Special A’nın konusu anlayacağınız üzere “elit” kesimde geçiyor ve iki liselisin komik maceralarını anlatıyor. Special A’nın üstün zekalı yedi öğrencisini sizlere tanıtacak olursam;
Kei Takashima: Bahsettiğim gibi Takashima sınıfının ve okulunun bir numarası. Bu adamda her şey mevcut. Beyin, yakışıklılık, kas gücü, spor yeteneği, kısacası her şey var. Gerektiğinde ağaçların tepesine zıplayabilir, yüz metreyi bir saniyede koşabilir veya babasının şirketini boş zamanında yönetebiliyor.
Hikaru Hanazono: Güzel kızımız Hikaru ise animenin bayan başkarakteri. Takashima ile sürekli bir çekişme (ama centilmence) içindedir ve her konuda ona meydan okumaktan çekinmez.
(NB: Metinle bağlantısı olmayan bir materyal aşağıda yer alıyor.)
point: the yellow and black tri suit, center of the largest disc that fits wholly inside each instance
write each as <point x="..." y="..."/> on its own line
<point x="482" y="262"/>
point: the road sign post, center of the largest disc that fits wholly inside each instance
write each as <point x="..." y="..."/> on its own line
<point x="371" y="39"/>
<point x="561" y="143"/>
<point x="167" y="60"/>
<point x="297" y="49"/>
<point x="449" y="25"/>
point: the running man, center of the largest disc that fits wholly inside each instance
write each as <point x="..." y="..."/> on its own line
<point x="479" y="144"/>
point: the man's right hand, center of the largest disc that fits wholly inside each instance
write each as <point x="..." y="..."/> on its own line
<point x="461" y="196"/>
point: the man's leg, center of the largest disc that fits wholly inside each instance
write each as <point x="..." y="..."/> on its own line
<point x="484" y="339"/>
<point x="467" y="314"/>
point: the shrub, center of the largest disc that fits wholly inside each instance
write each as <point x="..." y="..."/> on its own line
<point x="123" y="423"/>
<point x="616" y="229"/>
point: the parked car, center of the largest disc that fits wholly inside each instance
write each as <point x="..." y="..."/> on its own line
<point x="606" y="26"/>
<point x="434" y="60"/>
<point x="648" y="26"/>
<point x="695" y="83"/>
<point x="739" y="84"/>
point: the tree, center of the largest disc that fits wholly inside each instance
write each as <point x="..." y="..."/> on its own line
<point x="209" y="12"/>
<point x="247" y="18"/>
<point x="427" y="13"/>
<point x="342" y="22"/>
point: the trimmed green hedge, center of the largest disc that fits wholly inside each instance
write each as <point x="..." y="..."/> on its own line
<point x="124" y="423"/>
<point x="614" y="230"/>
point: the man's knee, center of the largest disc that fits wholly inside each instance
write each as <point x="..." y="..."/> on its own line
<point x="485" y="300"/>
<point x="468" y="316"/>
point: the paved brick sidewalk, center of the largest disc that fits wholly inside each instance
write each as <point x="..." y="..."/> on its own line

Bunun dışında yufka yüreklidir ve arkadaşlarına düşkündür. Okulun daimi iki numarasıdır.
Jun Yamamoto: Jun, üçüncü sıradadır ve “gay” bir kişiliğe sahiptir. Çünkü sürekli Ryuu ile takılmak ister ve bunu ileri götürerek koluna girmeler, kucağında uyumalar, onu başkalarından kıskanmalar gibi tavırlar sergiler. Bunun dışında iyi ve sessiz bir çocuktur.
Megumi Yamamoto: Megumi, Jun’un ikiz kız kardeşidir ve aynı özellikler onun için de geçerlidir. Megumi de Ryuu’nun peşinden ayrılmaz fakat bu onun için normal olsa gerek. Kendisi dördüncü sıradadır ve sesini yormamak için sürekli kağıda yazarak kendisini ifade etmektedir.
Tadashi Karino: Tadashi, animedeki belki de en normal karakter. Kafasına eseni yapmaya bayılır ve yemek düşkünüdür. Sıralaması beştir.
Akira Toudou: Akira altıncı sıradadır ve yemek yapmayı, özellikle kek ve çay konusunda ustadır. Ayrıca lezbiyendir de. Çünkü Hikaru’ya biraz fazla düşkündür ve “Benim Hikaru’m” gibi laflar ediyorsa bu işte bir iş vardır.
Ryuu Tsuji: İkizlerin yapıştığı meşhur Ryuu yedinci sıradadır. Kendisi uzun boyludur ve hayvan beslemektedir. Sincaptan aslana kadar okulda her türlü hayvana şefkat göstermektedir ve ikizler bu hayvanları çook kıskanmaktadır.
Gördüğünüz gibi Special A, birbirinden ilginç karakterlere sahip. Bu karakterlerin çizimleri de bir o kadar ilginç ve bu benim hiç hoşuma gitmedi. Karakterler sanki çöp adamın üzerine elbise giydirilmiş gibiler. İpince vücutlarına eklenmiş olan kocaman gözlü kafaları ile tuhaf duruyorlar. Ayrıca Special A’da asla çirkin karakter göremezsiniz. Özellikle bütün erkekler çok güzel. (Yakışıklı demiyorum, güzel diyorum) Erkekleri öyle bir çizmişler ki, hal ve tavırları da eklenince her beş erkekten ikisi gay gibi davranıyor. Hatta yemin ediyorum, bir tanesini ilk kez gördüğümde kız sanmıştım ama erkekmiş:) Hele bir de Takashima’nın babası var ki, etkisinden kurtulmam herhalde zaman alacak. Adam 36 yaşında ama bebek yüzü ile Takashima’dan çok daha genç duruyor ve kız gibi hareket ediyor. Sanırsam bu adam da gay.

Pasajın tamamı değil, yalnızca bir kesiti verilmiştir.